Ihr Griff war wie Feuer, das seinen Körper mit etwas tausendmal Schlimmerem wie Schmerz erfüllte, so daß er aufbrüllte und sich zurückwarf und sofort...
... erwachte. Sein Herz jagte wie ein zuckender roter Gummiball in seiner Brust. Mark wußte sofort und mit unerbittlicher Sicherheit, daß er geträumt hatte, aber seltsamerweise half ihm dieses Wissen kein bißchen, die Furcht zu überwinden, die ihn noch immer erfüllte. Sie war und blieb noch in ihm wie ein pulsierender Embryo, den eine Schlupfwespe aus dem Land der Nachtmahre in ihm abgelegt hatte.
»Fühlen Sie sich nicht wohl?«
Marks Blick klärte sich nur langsam. Er konnte sehen, aber es fiel ihm schwer, den Bildern die richtige Bedeutung zuzuordnen. Vor ihm war noch immer ein Gesicht, und auf seiner Schulter lag noch immer eine Hand, die ihn wohl auch wachgerüttelt hatte, aber sie gehörten nicht mehr zu dem Todesengel, sondern einer vielleicht fünfzigjährigen dunkelhaarigen Frau, die besorgt auf ihn herabblickte und ihre Frage wiederholte, vielleicht nicht zum ersten Mal.

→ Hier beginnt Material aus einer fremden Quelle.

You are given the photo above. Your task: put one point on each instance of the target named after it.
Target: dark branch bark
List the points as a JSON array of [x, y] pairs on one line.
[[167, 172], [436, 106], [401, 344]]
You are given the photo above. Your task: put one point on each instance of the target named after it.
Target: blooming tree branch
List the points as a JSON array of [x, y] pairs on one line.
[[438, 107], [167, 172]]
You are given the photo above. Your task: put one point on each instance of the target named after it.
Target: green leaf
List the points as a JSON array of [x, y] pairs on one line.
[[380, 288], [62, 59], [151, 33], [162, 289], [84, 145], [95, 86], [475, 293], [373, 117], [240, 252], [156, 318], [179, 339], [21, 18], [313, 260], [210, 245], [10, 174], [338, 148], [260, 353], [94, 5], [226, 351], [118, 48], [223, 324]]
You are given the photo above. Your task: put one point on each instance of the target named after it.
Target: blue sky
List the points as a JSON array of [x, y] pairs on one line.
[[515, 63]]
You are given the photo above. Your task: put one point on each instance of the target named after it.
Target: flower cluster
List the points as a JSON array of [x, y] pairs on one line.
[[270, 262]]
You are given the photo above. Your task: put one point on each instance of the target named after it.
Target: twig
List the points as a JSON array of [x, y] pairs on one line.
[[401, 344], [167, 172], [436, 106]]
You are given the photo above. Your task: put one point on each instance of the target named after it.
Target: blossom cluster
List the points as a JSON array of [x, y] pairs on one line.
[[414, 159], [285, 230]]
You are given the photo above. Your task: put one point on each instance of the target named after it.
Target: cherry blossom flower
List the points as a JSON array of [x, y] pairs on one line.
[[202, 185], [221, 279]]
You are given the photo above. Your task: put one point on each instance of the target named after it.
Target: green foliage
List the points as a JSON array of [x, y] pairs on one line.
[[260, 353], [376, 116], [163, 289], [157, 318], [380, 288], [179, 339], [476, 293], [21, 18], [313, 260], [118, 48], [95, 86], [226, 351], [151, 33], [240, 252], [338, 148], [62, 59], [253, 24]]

»Fühlen Sie sich nicht wohl?«
Mark schüttelte benommen den Kopf. »Es ist nichts«, murmelte er. »Ich hatte einen Alptraum... glaube ich.«
»Sie haben geschrien.« Die Frau nickte. Dann machte sich plötzlich Verlegenheit auf ihrem Gesicht breit, und sie richtete sich hastig auf und nahm endlich die Hand von seiner Schulter. Mark atmete erleichtert auf. Diese Berührung war leicht wie die einer Feder gewesen, aber sie erinnerte ihn an die des Todesengels aus seinem Traum, und das allein war beinahe mehr, als er ertragen konnte.
Offenbar sah man ihm seine Erleichterung auch deutlich an, denn die Verlegenheit im Gesicht der Frau nahm noch weiter zu. Mit einer nervösen Bewegung ließ sie sich wieder auf den Sitz auf der anderen Seite des Abteils sinken, von dem sie aufgestanden war, um ihn zu wecken. »Entschuldigen Sie«, sagte sie. »Ich wollte nicht -«
»Das ist schon in Ordnung«, unterbrach sie Mark. Er zwang sich zu einem Lächeln. »Es war ein Alptraum. Völlig verrückt, schlimm. Ich bin Ihnen dankbar, daß Sie mich geweckt haben.«
Das hörte sich ungefähr so überzeugend an, wie sein Lächeln aussehen mußte, aber vermutlich hätte alles, was er jetzt sagen konnte, die Situation nur noch peinlicher gemacht. In diesem Moment jedoch wurde die Abteiltür geöffnet, und ein zugleich übermüdet wie alarmiert aussehender Schaffner mit Ringen unter den Augen und einer schlechtsitzenden Uniform blickte zu ihnen herein. Irgend etwas an ihm war ungewöhnlich, aber Mark konnte nicht sagen, was es war.